Study: Parental Employment Boosts Children’s Economic Mobility
Children who grow up in poor communities where parents see improvements in employment—even if their own parents do not—end up economically better off in adulthood, according to the results of a new study (The Wall Street Journal, subscription).
What’s going on: After analyzing data on Americans born from 1978 to 1992, researchers from Harvard University and the U.S. Census Bureau “found that when employment among the poor parents of children in a community improves, those children are better off economically as adults. … Outcomes also improve for children who simply grow up in a neighborhood where more parents have jobs,” according to the Journal.
- Some researchers had long expected this was the case, but the study marks the first time it has “been shown systematically.”
- The converse can be seen, too: “In places where parental employment deteriorates, the opposite happens—children do worse as adults.”
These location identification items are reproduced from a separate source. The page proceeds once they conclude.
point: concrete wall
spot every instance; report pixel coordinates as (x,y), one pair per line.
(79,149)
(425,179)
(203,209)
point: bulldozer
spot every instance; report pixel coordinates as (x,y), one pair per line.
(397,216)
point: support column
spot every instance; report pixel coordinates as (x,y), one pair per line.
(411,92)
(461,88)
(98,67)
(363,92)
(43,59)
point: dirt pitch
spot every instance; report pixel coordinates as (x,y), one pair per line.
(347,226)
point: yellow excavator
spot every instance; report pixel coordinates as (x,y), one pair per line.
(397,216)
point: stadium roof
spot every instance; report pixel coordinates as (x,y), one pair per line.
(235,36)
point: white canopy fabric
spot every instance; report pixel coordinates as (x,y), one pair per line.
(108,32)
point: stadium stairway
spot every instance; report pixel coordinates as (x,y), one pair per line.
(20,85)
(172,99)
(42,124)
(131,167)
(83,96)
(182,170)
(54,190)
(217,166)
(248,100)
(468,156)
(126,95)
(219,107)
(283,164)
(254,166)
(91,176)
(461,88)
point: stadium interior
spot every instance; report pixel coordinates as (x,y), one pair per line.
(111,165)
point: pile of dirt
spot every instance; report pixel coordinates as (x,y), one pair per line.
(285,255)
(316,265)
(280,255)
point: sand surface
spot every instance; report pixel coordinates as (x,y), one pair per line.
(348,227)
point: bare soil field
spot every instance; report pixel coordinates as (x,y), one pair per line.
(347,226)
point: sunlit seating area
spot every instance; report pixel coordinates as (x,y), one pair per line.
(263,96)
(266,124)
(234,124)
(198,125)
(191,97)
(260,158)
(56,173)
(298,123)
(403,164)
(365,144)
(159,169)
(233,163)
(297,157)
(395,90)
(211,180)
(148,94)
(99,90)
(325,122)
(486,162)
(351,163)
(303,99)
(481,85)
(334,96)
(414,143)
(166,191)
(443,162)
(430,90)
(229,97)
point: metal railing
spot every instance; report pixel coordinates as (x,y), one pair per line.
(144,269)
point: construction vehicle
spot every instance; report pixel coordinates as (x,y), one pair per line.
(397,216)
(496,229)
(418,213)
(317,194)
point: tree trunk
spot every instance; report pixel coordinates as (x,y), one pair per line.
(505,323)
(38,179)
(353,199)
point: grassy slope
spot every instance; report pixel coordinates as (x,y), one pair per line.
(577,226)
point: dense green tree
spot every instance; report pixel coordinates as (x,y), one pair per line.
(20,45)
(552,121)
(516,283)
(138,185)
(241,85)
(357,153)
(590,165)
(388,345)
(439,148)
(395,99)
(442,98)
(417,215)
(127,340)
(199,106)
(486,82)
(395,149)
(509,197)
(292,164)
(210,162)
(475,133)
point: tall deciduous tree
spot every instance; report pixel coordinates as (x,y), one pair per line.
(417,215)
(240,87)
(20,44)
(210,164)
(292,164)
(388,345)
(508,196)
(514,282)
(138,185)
Racial differences: White children born into low-income families in 1992 were less likely to move up economically than those born in 1978, while Black children born into low-income families in 1992 were more likely to move up economically than those born in 1978.
Why it’s important: “The new research echoes the work of sociologist William Julius Wilson, who … put forward the hypothesis that it wasn’t just growing up poor, but growing up where everybody else was poor that weighed on economic prospects.”
- The findings point toward “the possibility of developing community-level interventions that help poor children in places where mobility is constrained. Employment rates, whether or not they are a deciding factor in opportunity, have the advantage of being well-measured and timely, providing an early-warning signal of where children might be at risk.”
Manufacturers say: “This research study reaffirms what many manufacturers have long understood: creating meaningful and dignified jobs can transform lives and strengthen families for generations within our communities,” said Ketchie President and Owner and NAM Small and Medium Manufacturers Group Chair Courtney Silver.